Property rights fights

Oregon vote emboldens local critics of land-use rules

By Deirdre Gregg

Puget Sound Business Journal (Seattle)

Updated: 7:00 p.m. ET Jan. 16, 2005

Emboldened by the success of property-rights initiative Measure 37 in Oregon, critics of Washington's current land-use policies are considering launching an initiative of their own.

Several prominent property-rights and land-use groups expect to meet Jan. 14 at the Olympia offices of the Building Industry Association of Washington to discuss the possibility.

Organizer Gary Tripp of Bainbridge Citizens United is bringing together some of the state's initiative veterans -- including the BIAW and Tim Eyman -- with Measure 37's sponsor, Oregonians in Action. OIA executive director David Hunnicutt will speak at the meeting.

Other groups sending representatives include the Pacific Legal Foundation, the Washington Farm Bureau, the Washington State Grange and the Washington Policy Center.

Tripp said he's lining up a spokesperson, a campaign manager and funding for the group, tentatively called Balanced Rights.

Oregon's Measure 37, which took effect Dec. 2, requires state and local governments to compensate property owners when regulations reduce the value of their property, or forgo enforcing the regulations.

Also, Oregon's new law is retroactive and applies to inherited land. Governments must either pay compensation or waive restrictions imposed after the owners, their parents or grandparents first acquired the property.

Measure 37 applies broadly to state and local land-use regulations. About 67 claims have been filed in Oregon so far, with applicants wanting to subdivide lots, build additional houses and change zoning from farm use to commercial-industrial.

Advocates say the Oregon initiative gave property owners hope after 30 years of excessive restrictions on land-use planning. But critics say the measure effectively guts enforcement of land-use restrictions because cash-strapped local governments can't afford to compensate property owners.

The Oregon ballot measure passed by more than 60 percent. Tripp and others say the Oregon vote suggests a similar measure could also pass in Washington.

Land-use regulation, always a hot topic, has seemed particularly contentious in Washington in recent months.
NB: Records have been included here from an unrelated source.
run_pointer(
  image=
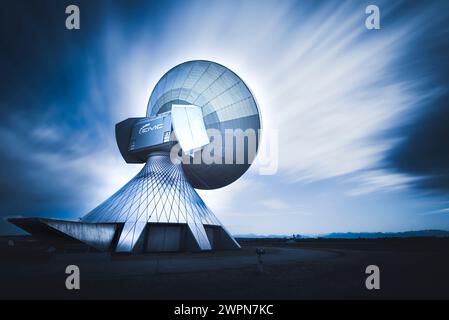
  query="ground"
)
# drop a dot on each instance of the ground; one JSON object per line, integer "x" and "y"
{"x": 409, "y": 268}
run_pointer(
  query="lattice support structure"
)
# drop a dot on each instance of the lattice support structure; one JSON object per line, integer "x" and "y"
{"x": 159, "y": 193}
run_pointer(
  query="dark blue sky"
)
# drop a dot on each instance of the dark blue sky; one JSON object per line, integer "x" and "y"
{"x": 362, "y": 116}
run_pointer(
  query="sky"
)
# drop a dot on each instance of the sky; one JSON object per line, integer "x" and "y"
{"x": 361, "y": 115}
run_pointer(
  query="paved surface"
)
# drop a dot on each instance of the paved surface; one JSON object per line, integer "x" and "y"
{"x": 146, "y": 264}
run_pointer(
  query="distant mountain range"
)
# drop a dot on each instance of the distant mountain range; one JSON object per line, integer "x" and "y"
{"x": 356, "y": 235}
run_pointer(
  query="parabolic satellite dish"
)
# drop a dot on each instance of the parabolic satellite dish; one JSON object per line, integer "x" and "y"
{"x": 226, "y": 103}
{"x": 207, "y": 115}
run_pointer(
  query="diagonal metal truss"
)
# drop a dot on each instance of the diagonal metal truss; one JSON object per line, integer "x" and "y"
{"x": 159, "y": 193}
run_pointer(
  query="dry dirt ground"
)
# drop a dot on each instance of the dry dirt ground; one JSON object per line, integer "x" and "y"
{"x": 409, "y": 268}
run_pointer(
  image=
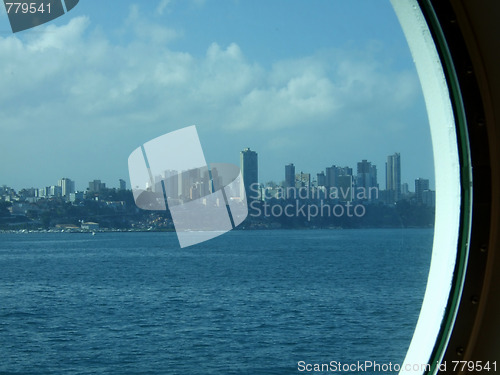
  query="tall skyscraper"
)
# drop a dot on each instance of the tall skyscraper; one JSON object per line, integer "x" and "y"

Many rural King County residents are outraged at the county's new critical areas ordinances, which place restrictions on the development of rural land. Earlier this month, a judge blocked their attempt to overturn the rules with a referendum. Property rights advocates will appeal to the state Supreme Court.

On the other side of Puget Sound, Kitsap County is drafting its own critical areas ordinances, stirring the ire of some property rights groups there.

Former Gov. Gary Locke recently threatened to sanction Snohomish County over land-use changes by withholding the county's $9 million share of the motor vehicle fuel tax. Locke dropped the penalty when the Snohomish County Council clarified, reluctantly, that the disputed land was restricted to farming.

And of course, there's the disputed governor's race. Supporters of Dino Rossi, whom many voters see as a champion of property rights, want to vote again for governor. They question the legitimacy of Christine Gregoire's victory.

Eyman said he's gotten e-mails from supporters asking him about launching a property-rights campaign. "It's an issue that's been brought to a head; ... people are looking for an outlet for their frustration," he said.

In Olympia, some of the groups attending the Jan. 14 meeting are coming fresh from such fights.

Rodney McFarland, president of the Citizens Alliance for Private Property Rights, plans to attend. McFarland's group collected more than 18,000 signatures to put referenda on King County's critical areas ordinances on the ballot.

The Kitsap Alliance of Property Owners is also sending four representatives because the group is concerned about the CAO process in Kitsap County, said KAPO president Tim Matthes.

Tripp says his group has lobbied Bainbridge Island and testified at legislative hearings in Olympia, but a possible property rights initiative is his biggest political challenge.

And it's a personal issue for him. "We've been fighting an uphill battle against what I view as illegal regulatory taking -- taxing people by taking their property to create public resources," he said. "I feel it's a great injustice and it's just not what government was intended to do."

Leadership may be an issue for the nascent property-rights campaign. Tripp says he will help organize the group, and others, including Eyman and the Pacific Legal Foundation, say they will advise the campaign without taking leadership roles.

Tripp is critical of how the state Growth Management Act is being enforced. "The concept was good, but it's been perverted for this social-engineering agenda," he said.

Of course, it's not just property rights groups that are watching developments in Oregon. Environmental organizations say they also learned from Measure 37.

"What happened in Oregon is they got stuck with a misleading ballot title. That's not going to happen here," said John Healy, communications director with land-use environmental group 1000 Friends of Washington. "The conventional wisdom says that a good ballot title is worth a couple of million dollars in campaign contributions."

Healy says he expects that once the effects of Measure 37 become clear, Oregon voters will want it modified. In the meantime, Healy expects a fight in Washington, with property rights groups on one side and the environmental community, labor, cities and counties on the other.

"This would be a big fight," Healy said, "and I suspect there would be national players involved."